Ruiz will be officially sworn in as president-elect at the American Historical Association’s annual meeting January 2-5, 2014 in Washington, D.C. She will serve one year under the leadership of Jan E. Goldstein, University of Chicago, before taking the full reigns as president in 2015.  

The news follows on the heels of Ruiz’s 2012 induction into the American Academy of Arts & Sciences and her new Distinguished Professor title, an honor considered UCI’s highest campus-level distinction for faculty.

“This is yet another remarkable achievement for a remarkable scholar of our intellectual community,” says Bill Maurer, social sciences dean. “Bravo, Vicki!”

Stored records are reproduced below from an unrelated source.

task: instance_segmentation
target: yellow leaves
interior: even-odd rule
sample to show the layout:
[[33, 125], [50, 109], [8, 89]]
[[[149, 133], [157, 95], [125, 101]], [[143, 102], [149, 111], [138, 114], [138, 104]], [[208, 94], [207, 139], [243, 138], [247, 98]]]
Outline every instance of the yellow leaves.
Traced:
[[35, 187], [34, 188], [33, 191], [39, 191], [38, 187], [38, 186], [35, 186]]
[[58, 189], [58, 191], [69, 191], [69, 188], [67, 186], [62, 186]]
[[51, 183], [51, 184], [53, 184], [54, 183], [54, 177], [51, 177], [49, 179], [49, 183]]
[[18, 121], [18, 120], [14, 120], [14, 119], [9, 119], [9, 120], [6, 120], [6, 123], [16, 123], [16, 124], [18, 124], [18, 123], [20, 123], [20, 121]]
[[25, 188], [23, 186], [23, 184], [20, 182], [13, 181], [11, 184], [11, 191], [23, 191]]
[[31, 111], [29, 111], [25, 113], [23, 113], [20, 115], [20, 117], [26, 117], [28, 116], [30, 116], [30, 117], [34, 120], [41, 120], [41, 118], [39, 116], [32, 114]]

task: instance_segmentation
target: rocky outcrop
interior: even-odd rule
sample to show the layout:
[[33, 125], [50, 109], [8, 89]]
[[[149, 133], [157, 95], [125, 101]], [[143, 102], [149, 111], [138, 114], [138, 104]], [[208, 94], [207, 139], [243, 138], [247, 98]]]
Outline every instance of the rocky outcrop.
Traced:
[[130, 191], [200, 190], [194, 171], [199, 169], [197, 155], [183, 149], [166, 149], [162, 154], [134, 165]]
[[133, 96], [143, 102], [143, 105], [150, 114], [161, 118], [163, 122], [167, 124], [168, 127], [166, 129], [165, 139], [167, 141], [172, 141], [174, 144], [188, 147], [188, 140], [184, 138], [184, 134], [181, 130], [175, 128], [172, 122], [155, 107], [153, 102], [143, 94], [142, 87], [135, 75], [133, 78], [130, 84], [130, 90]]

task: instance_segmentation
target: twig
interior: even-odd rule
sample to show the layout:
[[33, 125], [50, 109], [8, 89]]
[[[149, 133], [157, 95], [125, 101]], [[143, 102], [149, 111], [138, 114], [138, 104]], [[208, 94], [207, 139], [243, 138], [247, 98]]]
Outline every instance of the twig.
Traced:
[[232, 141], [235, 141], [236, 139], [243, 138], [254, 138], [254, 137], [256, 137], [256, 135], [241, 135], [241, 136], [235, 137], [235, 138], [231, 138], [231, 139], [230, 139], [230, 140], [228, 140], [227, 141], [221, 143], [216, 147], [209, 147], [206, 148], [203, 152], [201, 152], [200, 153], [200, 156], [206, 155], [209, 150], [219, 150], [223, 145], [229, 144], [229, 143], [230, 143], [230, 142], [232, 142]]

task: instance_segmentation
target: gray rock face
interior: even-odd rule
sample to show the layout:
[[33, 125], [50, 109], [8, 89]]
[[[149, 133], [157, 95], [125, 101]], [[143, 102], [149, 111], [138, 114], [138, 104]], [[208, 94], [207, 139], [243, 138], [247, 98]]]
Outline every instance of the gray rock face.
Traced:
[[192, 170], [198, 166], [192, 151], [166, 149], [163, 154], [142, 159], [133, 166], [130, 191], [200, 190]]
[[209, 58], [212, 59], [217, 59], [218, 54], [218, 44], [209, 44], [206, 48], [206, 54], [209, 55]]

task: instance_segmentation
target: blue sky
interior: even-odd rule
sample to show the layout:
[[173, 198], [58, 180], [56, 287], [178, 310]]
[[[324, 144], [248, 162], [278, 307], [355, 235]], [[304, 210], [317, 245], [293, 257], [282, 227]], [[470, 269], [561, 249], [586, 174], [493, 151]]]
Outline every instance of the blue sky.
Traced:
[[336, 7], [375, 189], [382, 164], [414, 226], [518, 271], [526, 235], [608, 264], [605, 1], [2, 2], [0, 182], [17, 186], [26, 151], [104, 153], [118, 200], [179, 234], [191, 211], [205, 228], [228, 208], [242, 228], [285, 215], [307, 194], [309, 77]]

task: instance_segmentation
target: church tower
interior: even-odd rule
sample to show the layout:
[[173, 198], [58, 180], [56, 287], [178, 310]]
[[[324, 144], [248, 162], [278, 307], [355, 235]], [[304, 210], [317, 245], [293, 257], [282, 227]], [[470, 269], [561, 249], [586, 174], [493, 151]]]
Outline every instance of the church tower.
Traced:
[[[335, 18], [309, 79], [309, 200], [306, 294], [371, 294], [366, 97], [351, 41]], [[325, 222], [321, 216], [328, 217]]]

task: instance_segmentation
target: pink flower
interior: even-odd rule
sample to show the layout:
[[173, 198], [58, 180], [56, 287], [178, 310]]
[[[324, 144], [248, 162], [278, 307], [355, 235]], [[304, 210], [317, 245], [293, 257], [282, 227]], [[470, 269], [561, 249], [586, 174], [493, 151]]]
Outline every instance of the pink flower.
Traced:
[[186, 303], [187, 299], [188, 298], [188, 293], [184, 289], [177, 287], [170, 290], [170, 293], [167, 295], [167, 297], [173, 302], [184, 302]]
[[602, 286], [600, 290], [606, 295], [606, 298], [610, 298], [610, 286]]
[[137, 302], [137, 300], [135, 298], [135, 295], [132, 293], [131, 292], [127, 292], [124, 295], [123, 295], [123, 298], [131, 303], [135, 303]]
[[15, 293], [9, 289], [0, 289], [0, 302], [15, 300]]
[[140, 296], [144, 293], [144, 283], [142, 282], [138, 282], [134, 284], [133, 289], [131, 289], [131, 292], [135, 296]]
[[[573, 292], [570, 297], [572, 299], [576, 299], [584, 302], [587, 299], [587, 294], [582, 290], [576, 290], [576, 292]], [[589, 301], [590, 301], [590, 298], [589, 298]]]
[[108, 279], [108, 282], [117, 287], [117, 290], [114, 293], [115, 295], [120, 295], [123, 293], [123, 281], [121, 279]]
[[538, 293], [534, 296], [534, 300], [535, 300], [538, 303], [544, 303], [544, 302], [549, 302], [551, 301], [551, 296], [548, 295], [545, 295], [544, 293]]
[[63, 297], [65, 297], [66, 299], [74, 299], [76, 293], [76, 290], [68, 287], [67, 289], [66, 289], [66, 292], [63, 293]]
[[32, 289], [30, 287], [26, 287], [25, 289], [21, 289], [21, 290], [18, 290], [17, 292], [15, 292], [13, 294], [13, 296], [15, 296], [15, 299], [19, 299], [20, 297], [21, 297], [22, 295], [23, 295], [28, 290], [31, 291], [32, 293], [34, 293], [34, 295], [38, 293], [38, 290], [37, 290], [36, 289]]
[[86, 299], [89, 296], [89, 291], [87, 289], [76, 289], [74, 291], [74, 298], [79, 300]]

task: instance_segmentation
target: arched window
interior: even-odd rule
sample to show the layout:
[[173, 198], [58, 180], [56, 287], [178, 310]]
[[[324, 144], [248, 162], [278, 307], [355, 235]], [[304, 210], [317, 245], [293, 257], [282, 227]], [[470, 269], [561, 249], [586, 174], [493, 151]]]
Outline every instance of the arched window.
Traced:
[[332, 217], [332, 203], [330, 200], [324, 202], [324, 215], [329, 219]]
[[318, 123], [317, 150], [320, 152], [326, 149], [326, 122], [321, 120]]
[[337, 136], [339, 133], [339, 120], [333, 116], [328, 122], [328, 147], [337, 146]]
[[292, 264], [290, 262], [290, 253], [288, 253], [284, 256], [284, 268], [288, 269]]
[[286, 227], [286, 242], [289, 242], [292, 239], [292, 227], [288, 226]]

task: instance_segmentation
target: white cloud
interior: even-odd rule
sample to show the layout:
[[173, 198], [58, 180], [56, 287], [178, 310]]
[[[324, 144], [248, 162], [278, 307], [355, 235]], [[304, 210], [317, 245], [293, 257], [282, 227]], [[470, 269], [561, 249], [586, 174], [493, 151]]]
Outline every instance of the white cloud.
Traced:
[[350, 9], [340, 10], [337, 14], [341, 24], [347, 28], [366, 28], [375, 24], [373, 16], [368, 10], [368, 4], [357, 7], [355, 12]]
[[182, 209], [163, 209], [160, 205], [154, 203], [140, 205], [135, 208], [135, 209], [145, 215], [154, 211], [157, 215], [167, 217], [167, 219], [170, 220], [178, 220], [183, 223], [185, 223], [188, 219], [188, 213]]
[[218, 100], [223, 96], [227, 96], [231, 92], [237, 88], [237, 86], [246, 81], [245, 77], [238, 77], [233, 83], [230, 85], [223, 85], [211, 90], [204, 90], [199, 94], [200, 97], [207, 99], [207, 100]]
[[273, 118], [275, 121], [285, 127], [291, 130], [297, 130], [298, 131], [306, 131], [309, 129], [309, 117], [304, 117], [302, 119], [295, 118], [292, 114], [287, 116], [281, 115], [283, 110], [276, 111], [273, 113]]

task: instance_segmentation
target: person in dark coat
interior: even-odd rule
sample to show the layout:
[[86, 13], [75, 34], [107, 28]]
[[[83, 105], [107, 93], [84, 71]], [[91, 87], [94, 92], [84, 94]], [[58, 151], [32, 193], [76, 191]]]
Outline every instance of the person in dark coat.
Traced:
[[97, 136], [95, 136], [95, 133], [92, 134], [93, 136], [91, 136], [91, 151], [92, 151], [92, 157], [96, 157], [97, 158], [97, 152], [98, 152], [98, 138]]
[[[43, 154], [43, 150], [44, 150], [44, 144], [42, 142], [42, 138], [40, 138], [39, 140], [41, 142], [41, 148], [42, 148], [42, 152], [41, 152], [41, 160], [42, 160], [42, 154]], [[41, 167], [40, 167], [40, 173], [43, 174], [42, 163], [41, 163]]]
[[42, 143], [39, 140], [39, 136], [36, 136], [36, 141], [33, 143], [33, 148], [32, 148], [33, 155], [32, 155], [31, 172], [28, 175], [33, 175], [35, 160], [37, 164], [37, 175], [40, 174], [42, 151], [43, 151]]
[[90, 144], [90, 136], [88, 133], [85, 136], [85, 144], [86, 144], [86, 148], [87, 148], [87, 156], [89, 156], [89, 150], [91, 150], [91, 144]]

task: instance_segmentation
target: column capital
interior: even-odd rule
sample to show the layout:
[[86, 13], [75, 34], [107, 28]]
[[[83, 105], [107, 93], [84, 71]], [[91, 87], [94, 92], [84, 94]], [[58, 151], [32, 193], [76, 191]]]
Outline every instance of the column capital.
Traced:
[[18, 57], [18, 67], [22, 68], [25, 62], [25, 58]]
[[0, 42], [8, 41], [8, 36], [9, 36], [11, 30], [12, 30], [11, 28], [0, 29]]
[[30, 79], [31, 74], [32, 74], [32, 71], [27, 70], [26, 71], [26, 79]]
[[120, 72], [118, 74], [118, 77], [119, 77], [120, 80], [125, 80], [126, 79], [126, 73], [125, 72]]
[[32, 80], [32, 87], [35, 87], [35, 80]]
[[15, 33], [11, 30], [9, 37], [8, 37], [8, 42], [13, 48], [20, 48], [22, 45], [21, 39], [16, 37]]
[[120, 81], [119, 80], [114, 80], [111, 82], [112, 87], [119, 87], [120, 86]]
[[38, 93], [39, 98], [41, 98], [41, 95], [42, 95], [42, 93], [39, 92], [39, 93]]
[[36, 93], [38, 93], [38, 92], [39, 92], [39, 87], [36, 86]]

An expert in 20th century U.S. history, Ruiz has spent her 35-year academic career studying and telling the historical accounts of Latina women as they fought for civil and labor rights. She is credited with helping to establish the field of Chicano/Latino history with her research on Mexican-American women in the U.S. Southwest. She specializes in Chicana/o studies, oral narratives, gender studies, labor, immigration, and California and the American West.

Her past honors include a presidential nomination to the National Council on the Humanities and Latina magazine’s “Woman of the Year” award in 2000.

In 2006, she co-edited Latinas in the United States: A Historical Encyclopedia. The three-volume set with more than 600 entries and 300 photographs documents contributions by women of Latin American birth or heritage to the economic and cultural development of the United States. It is the first comprehensive gathering of scholarship on Latinas, and it was named a 2007 Best in Reference book by the New York Public Library, and an Outstanding Title by the American Association of University Presses.

A graduate of Stanford University, Ruiz was inducted in 2009 into her alma mater’s Multicultural Alumni Hall of Fame, established in 1995 to recognize distinguished alumni of color.

She serves on one advisory board for the Smithsonian National Museum of American History. She also serves on the board of Imagining America: Scholars and Artists in Public Life, the national action research consortium. She has served as president of four major scholarly associations, including the Organization of American Historians and the American Studies Association.

Ruiz joined the UCI faculty in 2001 and was named dean of humanities in 2008 until she completed her term in 2012. She now chairs the Department of Chicano/Latino Studies in the School of Social Sciences.